Nicht betroffen von der Neuregelung ist die Branche der Zeitarbeiter. Ihre Aufnahme in das Entsendegesetz war nicht konsensfähig in der Regierungskoalition. Nun soll ein anderer Weg beschritten werden: Das Bundeskabinett soll künftig über das Arbeitnehmerüberlassungsgesetz eine Lohnuntergrenze einführen, mit der die Tarifautonomie gewahrt wird. Ein entsprechendes Gesetzgebungsverfahren soll zügig auf den Weg gebracht werden.
Während die Koalitionspartner den Kompromiss lobten,
bewerteten ihn Arbeitnehmer wie auch Gewerkschaftenskeptisch. Die
gewerkschaftsnahe Hans-Böckler-Stiftung (WSI) bezeichnete in
einer ersten Analyse den Kompromiss lediglich als eine
"Teillösung bei der dringend nötigen Bekämpfung von
Lohndumping und Niedriglöhnen auf dem Arbeitsmarkt". "Das
Problem, dass Millionen Menschen arm sind, obwohl sie arbeiten,
wurde nicht gelöst", kritisieren die WSI-Forscher.
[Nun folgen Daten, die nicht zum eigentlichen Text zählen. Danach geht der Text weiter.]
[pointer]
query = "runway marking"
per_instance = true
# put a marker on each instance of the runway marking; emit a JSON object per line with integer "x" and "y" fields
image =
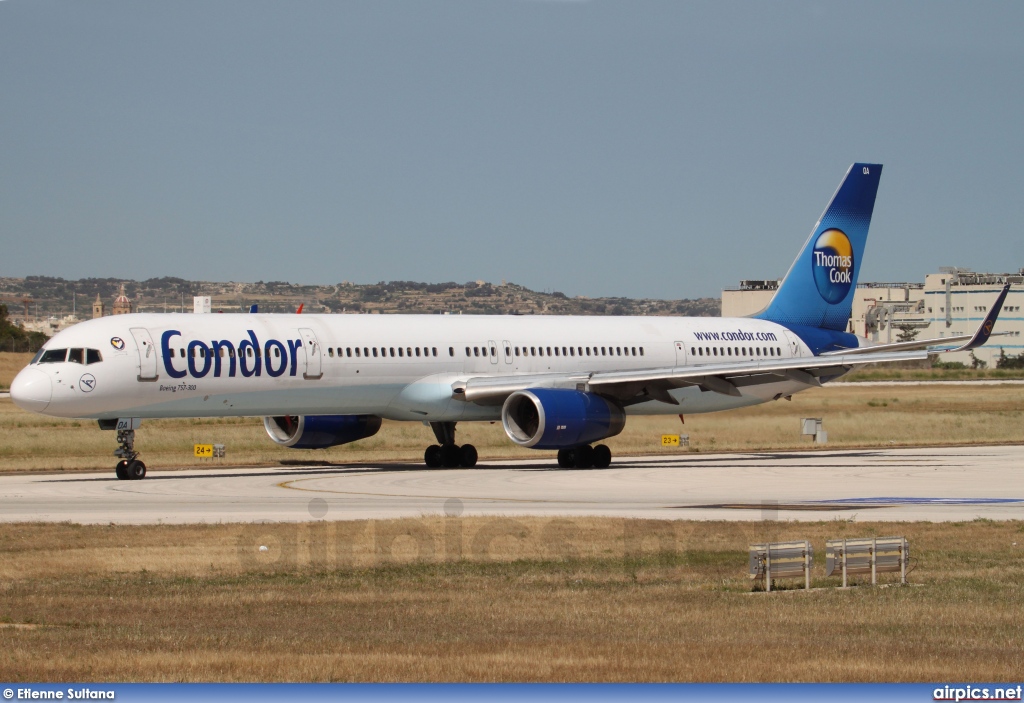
{"x": 819, "y": 507}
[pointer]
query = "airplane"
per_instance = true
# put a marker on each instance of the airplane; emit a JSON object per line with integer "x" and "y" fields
{"x": 555, "y": 383}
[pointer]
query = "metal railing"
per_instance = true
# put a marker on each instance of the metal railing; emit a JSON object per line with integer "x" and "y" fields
{"x": 867, "y": 556}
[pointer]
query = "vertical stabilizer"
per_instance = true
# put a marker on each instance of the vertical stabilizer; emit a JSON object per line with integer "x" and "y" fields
{"x": 819, "y": 288}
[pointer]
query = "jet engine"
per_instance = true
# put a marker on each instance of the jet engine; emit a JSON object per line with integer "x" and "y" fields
{"x": 559, "y": 419}
{"x": 318, "y": 432}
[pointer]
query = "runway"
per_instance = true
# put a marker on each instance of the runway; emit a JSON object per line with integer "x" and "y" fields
{"x": 931, "y": 484}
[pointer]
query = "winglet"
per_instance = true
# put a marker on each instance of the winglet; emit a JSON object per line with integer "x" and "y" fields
{"x": 985, "y": 331}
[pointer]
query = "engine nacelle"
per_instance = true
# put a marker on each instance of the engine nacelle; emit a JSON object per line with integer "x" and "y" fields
{"x": 318, "y": 432}
{"x": 559, "y": 419}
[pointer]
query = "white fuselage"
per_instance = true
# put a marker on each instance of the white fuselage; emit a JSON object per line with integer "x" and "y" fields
{"x": 395, "y": 366}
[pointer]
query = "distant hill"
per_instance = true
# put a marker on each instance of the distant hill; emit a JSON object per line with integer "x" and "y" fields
{"x": 47, "y": 296}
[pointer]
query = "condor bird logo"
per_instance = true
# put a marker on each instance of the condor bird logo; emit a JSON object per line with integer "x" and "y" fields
{"x": 832, "y": 262}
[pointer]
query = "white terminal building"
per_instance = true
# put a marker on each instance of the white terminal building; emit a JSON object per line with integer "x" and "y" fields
{"x": 954, "y": 301}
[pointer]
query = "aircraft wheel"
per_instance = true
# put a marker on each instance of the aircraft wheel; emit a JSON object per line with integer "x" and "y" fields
{"x": 467, "y": 455}
{"x": 583, "y": 456}
{"x": 432, "y": 456}
{"x": 602, "y": 456}
{"x": 450, "y": 455}
{"x": 136, "y": 470}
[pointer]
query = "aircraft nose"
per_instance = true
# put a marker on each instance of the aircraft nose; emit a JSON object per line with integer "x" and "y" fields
{"x": 31, "y": 390}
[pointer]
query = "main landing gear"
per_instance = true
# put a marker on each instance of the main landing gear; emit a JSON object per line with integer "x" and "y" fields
{"x": 129, "y": 468}
{"x": 446, "y": 453}
{"x": 585, "y": 456}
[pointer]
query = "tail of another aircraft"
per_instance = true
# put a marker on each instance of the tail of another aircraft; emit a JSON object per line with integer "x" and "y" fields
{"x": 818, "y": 290}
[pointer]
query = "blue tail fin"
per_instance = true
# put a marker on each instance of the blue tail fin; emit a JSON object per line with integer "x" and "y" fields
{"x": 819, "y": 288}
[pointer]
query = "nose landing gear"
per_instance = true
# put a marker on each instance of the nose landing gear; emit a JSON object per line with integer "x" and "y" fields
{"x": 585, "y": 456}
{"x": 129, "y": 468}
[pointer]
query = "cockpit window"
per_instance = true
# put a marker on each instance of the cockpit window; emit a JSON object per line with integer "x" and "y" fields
{"x": 53, "y": 355}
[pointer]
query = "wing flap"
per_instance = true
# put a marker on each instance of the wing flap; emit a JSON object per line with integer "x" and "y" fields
{"x": 654, "y": 384}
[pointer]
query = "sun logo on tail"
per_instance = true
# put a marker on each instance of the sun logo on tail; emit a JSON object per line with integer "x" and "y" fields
{"x": 832, "y": 262}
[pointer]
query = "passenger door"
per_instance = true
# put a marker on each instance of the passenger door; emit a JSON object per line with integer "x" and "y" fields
{"x": 146, "y": 354}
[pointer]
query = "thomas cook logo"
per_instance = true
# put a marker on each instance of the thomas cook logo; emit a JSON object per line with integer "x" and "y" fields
{"x": 832, "y": 261}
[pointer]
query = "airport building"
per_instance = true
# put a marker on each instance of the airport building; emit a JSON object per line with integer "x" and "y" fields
{"x": 954, "y": 301}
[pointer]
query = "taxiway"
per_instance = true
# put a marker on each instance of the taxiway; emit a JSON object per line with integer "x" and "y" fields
{"x": 932, "y": 484}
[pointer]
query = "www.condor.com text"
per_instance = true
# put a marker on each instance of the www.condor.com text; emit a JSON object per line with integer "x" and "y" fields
{"x": 977, "y": 693}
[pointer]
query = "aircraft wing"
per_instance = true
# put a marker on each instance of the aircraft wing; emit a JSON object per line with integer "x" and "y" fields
{"x": 980, "y": 337}
{"x": 653, "y": 384}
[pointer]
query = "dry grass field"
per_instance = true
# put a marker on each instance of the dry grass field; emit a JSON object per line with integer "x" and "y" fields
{"x": 503, "y": 599}
{"x": 487, "y": 600}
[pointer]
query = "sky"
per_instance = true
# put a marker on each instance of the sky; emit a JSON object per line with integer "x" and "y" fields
{"x": 662, "y": 149}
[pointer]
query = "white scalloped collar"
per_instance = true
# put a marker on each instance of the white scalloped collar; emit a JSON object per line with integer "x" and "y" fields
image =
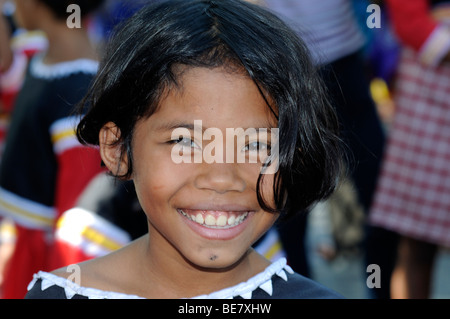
{"x": 262, "y": 280}
{"x": 63, "y": 69}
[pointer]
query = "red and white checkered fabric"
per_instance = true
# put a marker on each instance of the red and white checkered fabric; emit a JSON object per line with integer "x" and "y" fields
{"x": 413, "y": 193}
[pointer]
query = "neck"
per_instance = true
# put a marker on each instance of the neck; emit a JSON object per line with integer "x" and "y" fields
{"x": 174, "y": 277}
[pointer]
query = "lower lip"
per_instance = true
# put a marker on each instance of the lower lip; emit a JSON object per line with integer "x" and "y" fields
{"x": 217, "y": 233}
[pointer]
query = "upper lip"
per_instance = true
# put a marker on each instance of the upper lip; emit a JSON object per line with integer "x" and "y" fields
{"x": 230, "y": 207}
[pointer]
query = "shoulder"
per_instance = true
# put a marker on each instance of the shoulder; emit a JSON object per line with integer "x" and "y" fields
{"x": 297, "y": 286}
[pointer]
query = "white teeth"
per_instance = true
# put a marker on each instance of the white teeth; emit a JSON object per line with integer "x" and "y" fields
{"x": 223, "y": 221}
{"x": 231, "y": 220}
{"x": 210, "y": 220}
{"x": 199, "y": 218}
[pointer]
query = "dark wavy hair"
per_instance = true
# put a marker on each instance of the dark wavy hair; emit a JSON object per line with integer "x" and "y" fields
{"x": 139, "y": 64}
{"x": 59, "y": 7}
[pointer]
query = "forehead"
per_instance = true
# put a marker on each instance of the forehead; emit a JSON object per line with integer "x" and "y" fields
{"x": 216, "y": 96}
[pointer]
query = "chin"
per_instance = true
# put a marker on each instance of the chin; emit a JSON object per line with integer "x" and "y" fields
{"x": 216, "y": 260}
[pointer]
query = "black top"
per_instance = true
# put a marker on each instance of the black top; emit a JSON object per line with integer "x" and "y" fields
{"x": 278, "y": 281}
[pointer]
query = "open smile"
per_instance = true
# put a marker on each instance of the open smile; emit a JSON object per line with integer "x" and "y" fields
{"x": 216, "y": 224}
{"x": 214, "y": 219}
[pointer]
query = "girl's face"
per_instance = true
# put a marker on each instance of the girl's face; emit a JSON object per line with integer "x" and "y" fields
{"x": 205, "y": 212}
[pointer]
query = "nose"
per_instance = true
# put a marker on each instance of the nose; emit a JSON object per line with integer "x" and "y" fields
{"x": 220, "y": 177}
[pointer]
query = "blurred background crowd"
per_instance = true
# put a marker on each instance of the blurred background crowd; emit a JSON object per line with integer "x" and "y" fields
{"x": 386, "y": 64}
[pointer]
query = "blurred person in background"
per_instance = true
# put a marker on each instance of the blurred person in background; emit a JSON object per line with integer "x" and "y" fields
{"x": 44, "y": 168}
{"x": 413, "y": 194}
{"x": 330, "y": 29}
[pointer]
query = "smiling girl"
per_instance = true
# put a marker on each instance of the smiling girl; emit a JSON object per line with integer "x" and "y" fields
{"x": 229, "y": 64}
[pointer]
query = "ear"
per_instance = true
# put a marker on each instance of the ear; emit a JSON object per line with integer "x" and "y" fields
{"x": 111, "y": 149}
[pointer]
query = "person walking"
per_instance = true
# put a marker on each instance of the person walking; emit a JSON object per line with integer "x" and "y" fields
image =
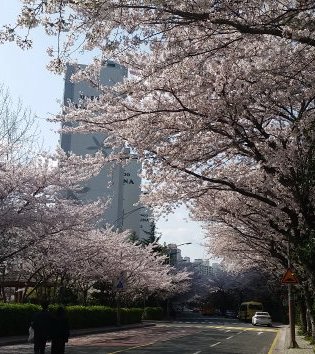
{"x": 41, "y": 325}
{"x": 60, "y": 331}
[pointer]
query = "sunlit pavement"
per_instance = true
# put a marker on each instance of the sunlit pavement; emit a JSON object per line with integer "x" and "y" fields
{"x": 175, "y": 337}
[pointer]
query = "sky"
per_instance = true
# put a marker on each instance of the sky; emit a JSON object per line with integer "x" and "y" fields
{"x": 25, "y": 74}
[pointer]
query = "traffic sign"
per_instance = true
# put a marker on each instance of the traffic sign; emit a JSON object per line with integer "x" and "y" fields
{"x": 289, "y": 277}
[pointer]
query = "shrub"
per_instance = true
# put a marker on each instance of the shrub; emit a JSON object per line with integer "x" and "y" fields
{"x": 16, "y": 318}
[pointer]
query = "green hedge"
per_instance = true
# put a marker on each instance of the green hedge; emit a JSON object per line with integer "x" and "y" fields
{"x": 153, "y": 313}
{"x": 15, "y": 318}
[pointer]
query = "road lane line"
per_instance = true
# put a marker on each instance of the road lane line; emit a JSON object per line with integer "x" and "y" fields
{"x": 275, "y": 341}
{"x": 213, "y": 345}
{"x": 130, "y": 348}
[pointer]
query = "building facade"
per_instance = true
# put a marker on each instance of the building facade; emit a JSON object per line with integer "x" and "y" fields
{"x": 119, "y": 184}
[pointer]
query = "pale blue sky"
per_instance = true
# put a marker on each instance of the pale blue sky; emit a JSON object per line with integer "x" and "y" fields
{"x": 24, "y": 73}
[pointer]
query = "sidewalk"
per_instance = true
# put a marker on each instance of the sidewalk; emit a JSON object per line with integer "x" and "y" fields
{"x": 76, "y": 332}
{"x": 282, "y": 345}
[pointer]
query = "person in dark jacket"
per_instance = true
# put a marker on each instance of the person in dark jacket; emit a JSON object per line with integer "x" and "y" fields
{"x": 60, "y": 331}
{"x": 41, "y": 324}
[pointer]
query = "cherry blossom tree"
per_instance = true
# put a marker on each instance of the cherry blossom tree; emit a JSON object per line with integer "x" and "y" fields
{"x": 102, "y": 256}
{"x": 34, "y": 204}
{"x": 220, "y": 103}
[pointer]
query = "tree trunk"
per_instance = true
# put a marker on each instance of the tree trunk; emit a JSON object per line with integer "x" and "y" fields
{"x": 303, "y": 316}
{"x": 309, "y": 306}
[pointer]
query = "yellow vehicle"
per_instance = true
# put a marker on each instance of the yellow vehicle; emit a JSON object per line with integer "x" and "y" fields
{"x": 247, "y": 310}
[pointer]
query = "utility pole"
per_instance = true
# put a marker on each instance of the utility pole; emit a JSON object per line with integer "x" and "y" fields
{"x": 293, "y": 343}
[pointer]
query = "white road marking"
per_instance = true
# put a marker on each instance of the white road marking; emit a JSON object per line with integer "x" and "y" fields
{"x": 213, "y": 345}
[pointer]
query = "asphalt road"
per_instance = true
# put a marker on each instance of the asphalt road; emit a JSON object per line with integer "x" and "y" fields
{"x": 185, "y": 336}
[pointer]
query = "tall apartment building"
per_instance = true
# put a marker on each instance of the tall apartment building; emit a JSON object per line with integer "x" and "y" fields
{"x": 119, "y": 183}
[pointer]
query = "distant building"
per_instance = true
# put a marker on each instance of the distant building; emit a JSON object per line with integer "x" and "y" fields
{"x": 203, "y": 267}
{"x": 119, "y": 183}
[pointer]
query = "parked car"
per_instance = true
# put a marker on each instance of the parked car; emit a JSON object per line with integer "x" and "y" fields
{"x": 261, "y": 318}
{"x": 230, "y": 314}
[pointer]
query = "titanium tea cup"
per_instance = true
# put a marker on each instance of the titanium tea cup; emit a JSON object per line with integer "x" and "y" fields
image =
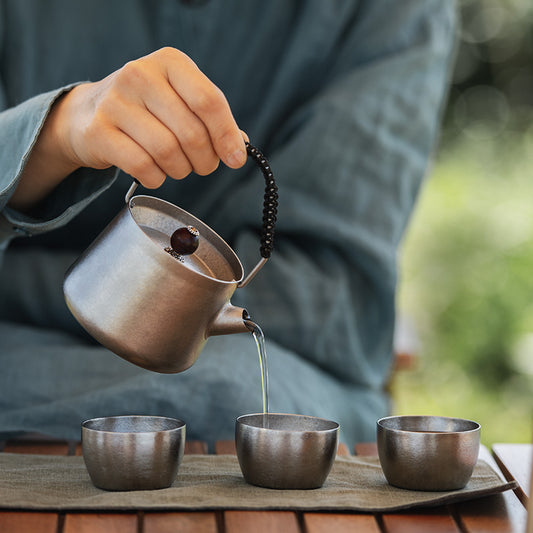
{"x": 133, "y": 452}
{"x": 284, "y": 451}
{"x": 430, "y": 453}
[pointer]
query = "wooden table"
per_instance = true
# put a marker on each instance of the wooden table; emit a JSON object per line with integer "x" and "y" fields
{"x": 502, "y": 513}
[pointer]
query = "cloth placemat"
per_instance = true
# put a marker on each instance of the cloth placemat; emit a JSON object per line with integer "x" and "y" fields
{"x": 47, "y": 482}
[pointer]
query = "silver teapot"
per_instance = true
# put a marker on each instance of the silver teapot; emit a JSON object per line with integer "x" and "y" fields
{"x": 154, "y": 308}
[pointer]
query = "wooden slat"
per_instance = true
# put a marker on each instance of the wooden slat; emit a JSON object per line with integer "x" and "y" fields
{"x": 514, "y": 461}
{"x": 186, "y": 522}
{"x": 261, "y": 522}
{"x": 501, "y": 513}
{"x": 436, "y": 520}
{"x": 340, "y": 523}
{"x": 100, "y": 523}
{"x": 366, "y": 449}
{"x": 225, "y": 447}
{"x": 37, "y": 447}
{"x": 343, "y": 449}
{"x": 22, "y": 522}
{"x": 197, "y": 447}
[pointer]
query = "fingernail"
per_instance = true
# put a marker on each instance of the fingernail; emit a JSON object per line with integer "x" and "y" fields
{"x": 237, "y": 158}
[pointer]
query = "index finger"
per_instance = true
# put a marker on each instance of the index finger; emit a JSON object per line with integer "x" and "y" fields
{"x": 208, "y": 103}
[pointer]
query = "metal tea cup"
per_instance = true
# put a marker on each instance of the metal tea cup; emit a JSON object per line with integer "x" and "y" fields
{"x": 431, "y": 453}
{"x": 133, "y": 452}
{"x": 285, "y": 451}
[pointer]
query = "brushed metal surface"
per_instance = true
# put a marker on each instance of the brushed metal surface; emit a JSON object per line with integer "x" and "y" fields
{"x": 133, "y": 452}
{"x": 285, "y": 451}
{"x": 143, "y": 304}
{"x": 430, "y": 453}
"Zeitaufwendig und bürokratisch"
Auch die Modernisierung des Mindestarbeitsbedingungen-Gesetzes bietet nach Auffassung des WSI "keine effektive Lösung". Das geplante Verfahren sei sehr zeitaufwendig und bürokratisch und könne ähnlich wie in den bisherigen Verfahren zur Allgemeinverbindlicherklärung von Tarifverträgen durch die Arbeitgeberverbände in jedem Einzelfall blockiert werden.
Das Institut der deutschen Wirtschaft lehnt die Neuregelung
ebenfalls ab. "Wer diese Gesetze jetzt einfach durchzieht, stellt
Verteilungsfragen in den Vordergrund – in Zeiten, in denen es
erst recht um die Beschäftigungswirkung politischer
Entscheidungen gehen müsste", warnte Institutsdirektor Michael
Hüther.
Widerstand im Bundesrat
Mindestlöhne würden gerade Arbeitsplätze von Geringqualifizierten belasten, womit jene Stellen betroffen wären, die in Rezessionszeiten ohnehin am leichtesten gestrichen würden.
Nach der Verabschiedung im Bundestag am 22. Januar können die
Gesetze am 13. Februar 2009 dem Bundesrat vorgelegt werden. Dort
jedoch muss ebenfalls mit Widerstand gerechnet werden. In ihren
Stellungnahmen zu den Entwürfen hatte die Länderkammer
unter anderem eine "einheitliche Zuständigkeit für die
Überwachung der Mindestlöhne in Deutschland bei den
Zollbehörden" – und damit unter Aufsicht des Bundes
– verlangt.
Nach dem Willen der Bundesregierung sollen jene Mindestlöhne,
die auf dem Mindestarbeitsbedingungen-Gesetz basieren, von den
Ländern überwacht werden.
Keine Mehrheit fand im Bundestag ein Antrag der Fraktion Die Linke
(16/1878), einen gesetzlichen Mindestlohn von
acht Euro pro Stunde einzuführen. Bei Enthaltung von
Bündnis 90/Die Grünen wurde er abgelehnt.